Chilam Balam November 27
There was once a “good time“ for the Maya, before the Conquest, when legend held that the rocks were soft and could be moved by whistling, when a single kernel of corn could feed a whole family, when the generations rolled on two giant celestial wheels, with eternal divine guidance. Then came the goddamned Spaniards.
They brought with them their swords and guns, their bloody contagions, their white Deity and His killing crucifix. The Catholics added Him to the pantheon of Amerindian gods—San Miguel and San Gabriel came to animate the native spirits of the rains and the animals. White wooden crosses proliferated in the cities of Merida and Valladolid, and in the jungle frontier of Yucatan. For the Maya slaves, possession of a holy native idol was a crime punishable by death, but no one could begrudge a man for keeping a white cross. It was the Christian thing to do. The Spaniards never realized that the Catholic idol was speaking to the Maya in an altogether different language.
By his own account, Father Diego de Landa of the Yucatan Inquisition was a changed man in his waning years. Starting in 1549, barely eighteen months after the conquest, he spent the next thirteen years as a zealous Franciscan priest, launching a bloody genocidal campaign in his capacity as omnipotent Bishop of Yucatan—torture, destruction, enslavement, all the usual fare for a brutal tyrant. He shattered the false idols, erased the vital images, dismantled the stone temples, victimized the lost souls—in the name of Christianity.
Then he burned all the books, evidently tens of thousands of them. Some claim many were saved and hidden from the nonbelievers. Nothing like a good book-burning to stir the ire of a suppressed population. Indeed, Diego de Landa fairly succeeded in removing all traces of Maya recorded history. By removing their written language, he effectively eradicated their memory.
Only years after this, in 1566, did the friar put quill to parchment and write a detailed description of the Maya he had come to know during their final throes. For those with anthropological interests, his small book provides a unique window into the lives, rituals, language, numeracy, and customs of these people—on the eve of their terrible subjugation. The fact that he composed this text much later, entirely from memory—he was, by then, an old man living in Spain—scholars dispute the accuracy of his accounts. They most certainly dispute his motivations. Was this book a legitimate act of contrition, as his defenders assert? By taking pains to document the lost lives of a people betrayed, was he truly confessing his monstrous sins, his mutated piety, his misguided holy mission?

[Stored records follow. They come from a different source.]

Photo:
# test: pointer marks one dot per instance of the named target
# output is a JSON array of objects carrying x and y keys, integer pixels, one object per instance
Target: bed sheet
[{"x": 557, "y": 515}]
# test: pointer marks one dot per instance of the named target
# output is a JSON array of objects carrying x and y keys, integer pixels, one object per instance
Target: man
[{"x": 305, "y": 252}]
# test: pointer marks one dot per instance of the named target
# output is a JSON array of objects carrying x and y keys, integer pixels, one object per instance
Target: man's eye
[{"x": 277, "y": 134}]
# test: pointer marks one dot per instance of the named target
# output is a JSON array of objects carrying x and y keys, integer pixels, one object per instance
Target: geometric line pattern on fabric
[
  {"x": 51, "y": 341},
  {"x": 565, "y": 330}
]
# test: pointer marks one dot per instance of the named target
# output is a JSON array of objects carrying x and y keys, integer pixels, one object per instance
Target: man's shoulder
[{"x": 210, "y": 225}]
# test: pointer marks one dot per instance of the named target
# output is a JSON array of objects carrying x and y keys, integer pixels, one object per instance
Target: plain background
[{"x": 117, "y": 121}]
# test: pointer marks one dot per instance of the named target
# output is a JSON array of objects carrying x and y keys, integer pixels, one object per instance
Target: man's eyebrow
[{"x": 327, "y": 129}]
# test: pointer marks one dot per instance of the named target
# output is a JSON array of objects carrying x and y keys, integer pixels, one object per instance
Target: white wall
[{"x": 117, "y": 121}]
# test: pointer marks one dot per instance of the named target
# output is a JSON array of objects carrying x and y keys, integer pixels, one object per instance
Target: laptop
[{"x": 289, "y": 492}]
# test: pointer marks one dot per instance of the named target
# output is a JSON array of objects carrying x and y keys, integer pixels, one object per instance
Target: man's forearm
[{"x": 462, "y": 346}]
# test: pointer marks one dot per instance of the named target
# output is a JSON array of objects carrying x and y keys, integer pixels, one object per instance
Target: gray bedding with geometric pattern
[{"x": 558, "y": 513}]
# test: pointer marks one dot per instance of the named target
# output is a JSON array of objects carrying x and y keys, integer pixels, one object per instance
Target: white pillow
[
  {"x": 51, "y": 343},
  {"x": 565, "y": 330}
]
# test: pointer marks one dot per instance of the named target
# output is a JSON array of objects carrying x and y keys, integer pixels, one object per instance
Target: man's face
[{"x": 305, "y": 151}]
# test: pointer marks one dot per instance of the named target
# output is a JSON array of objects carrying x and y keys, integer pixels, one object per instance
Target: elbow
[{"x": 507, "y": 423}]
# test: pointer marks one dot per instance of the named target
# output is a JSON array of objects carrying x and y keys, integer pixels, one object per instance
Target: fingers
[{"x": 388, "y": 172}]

No, replies the chorus of critics. Instead, his change of heart sprang from the evolving policy regarding native conversions. Such genocidal methods had fallen from favor by 1560, and his reputation was in free fall. To the end, he was a politician dedicated to self-preservation, and he wrote a book that would not be burned.
Just in case there is any suggestion of some newfound communion with the Maya, one need only consult the treacherous correspondence (presently housed in the Hispanic Society Museum of New York), in which the Bishop forges a letter that sings his own praise to the Spanish King, signed by Maya elders under pain of death. Only days later, these very same wise men managed to send their own letter to the King. “Your Catholic Bishop is a madman,“ is essentially what it said. They never lived to receive a response.

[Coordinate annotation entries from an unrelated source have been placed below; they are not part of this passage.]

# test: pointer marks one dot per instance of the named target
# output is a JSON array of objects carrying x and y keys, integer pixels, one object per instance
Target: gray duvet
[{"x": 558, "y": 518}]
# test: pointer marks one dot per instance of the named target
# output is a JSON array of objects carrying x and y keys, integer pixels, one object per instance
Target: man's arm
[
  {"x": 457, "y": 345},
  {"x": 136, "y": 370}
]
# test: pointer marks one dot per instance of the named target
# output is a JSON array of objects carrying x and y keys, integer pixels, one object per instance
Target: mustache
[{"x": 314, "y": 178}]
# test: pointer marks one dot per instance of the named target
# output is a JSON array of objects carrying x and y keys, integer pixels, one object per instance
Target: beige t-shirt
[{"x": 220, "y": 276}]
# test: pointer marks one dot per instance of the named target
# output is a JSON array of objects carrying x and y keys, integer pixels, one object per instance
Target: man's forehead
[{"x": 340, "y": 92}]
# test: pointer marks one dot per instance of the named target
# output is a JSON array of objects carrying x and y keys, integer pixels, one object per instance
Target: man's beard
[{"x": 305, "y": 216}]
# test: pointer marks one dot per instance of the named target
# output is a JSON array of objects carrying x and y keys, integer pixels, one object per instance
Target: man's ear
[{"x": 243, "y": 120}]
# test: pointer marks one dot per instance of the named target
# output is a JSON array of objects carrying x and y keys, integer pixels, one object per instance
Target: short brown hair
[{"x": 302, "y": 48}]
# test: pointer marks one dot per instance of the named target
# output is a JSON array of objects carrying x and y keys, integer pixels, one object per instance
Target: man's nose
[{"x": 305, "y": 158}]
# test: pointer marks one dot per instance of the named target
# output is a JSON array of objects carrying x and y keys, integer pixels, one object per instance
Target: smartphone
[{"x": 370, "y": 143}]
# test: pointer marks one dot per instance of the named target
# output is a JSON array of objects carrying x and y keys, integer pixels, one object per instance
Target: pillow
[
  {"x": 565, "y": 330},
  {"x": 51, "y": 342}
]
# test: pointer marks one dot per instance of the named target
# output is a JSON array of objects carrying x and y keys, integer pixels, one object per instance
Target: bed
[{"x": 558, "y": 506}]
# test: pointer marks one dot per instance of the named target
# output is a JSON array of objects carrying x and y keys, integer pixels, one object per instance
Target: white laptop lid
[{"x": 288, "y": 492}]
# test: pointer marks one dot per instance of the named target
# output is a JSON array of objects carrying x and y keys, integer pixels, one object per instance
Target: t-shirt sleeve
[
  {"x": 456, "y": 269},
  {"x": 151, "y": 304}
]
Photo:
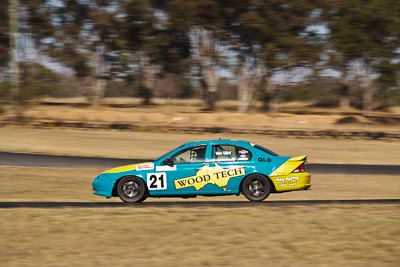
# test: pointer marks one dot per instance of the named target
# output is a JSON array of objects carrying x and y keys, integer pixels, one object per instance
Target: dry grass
[
  {"x": 255, "y": 236},
  {"x": 361, "y": 235},
  {"x": 145, "y": 145}
]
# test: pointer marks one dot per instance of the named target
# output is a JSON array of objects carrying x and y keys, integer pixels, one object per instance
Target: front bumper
[{"x": 102, "y": 185}]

In 1847, almost three centuries to the day after Montejo’s capture of T-Ho, afterward to be the site of colonial Merida, the ancestral descendants of Yucatan raised machetes and contraband muskets against the Latinos, both European and Creole and Mestizo, all of them, using their own god as the rationale:
“You were always recommending the name of God to us, yet you never believed in His name, and now you are not prepared nor have you the courage to accept the exchange for your blows. If we are killing, you first showed us the way.“
“Kill those who have shirts!“ cried one warrior. Thousands laid torch to the cane fields and the henequen twine plantations. They cut the telegraph lines, and they poisoned the Cenote water sources. They tortured the men and defiled the women and beheaded the children. They met genocide with genocide. It was the Christian thing to do.
“The whites say they do not believe in Jesus Christ, because they have burned the cornfield. If we die at the hands of the whites, patience. The whites think that these things are all ended, but never. It is so written in the book of Chilam Balam, and so even has said Jesus Christ.“
The immortalized words of the 16th-century Maya prophet foresaw the coming of the conquistadors and, in the 19th-century, starting in Valladolid, the 40-year Caste War of the Talking Crosses—and everything that followed on the peninsula:
Eat, eat, thou hast bread;
Drink, drink, thou hast water;
On that day, dust possesses the earth;
On that day, a blight is on the face of the earth;
On that day, a cloud rises,
On that day, a mountain rises,
On that day, a strong man seizes the land;
On that day, things fall to ruin,
On that day, the tender leaf is destroyed,
On that day, the dying eyes are closed.
On that day, three signs are on a tree,
On that day, three generations hang there,
On that day, the battle flag is raised,
And they are scattered afar in the forests.
On that day, the battle flag is raised,
And they are scattered afar in the forests.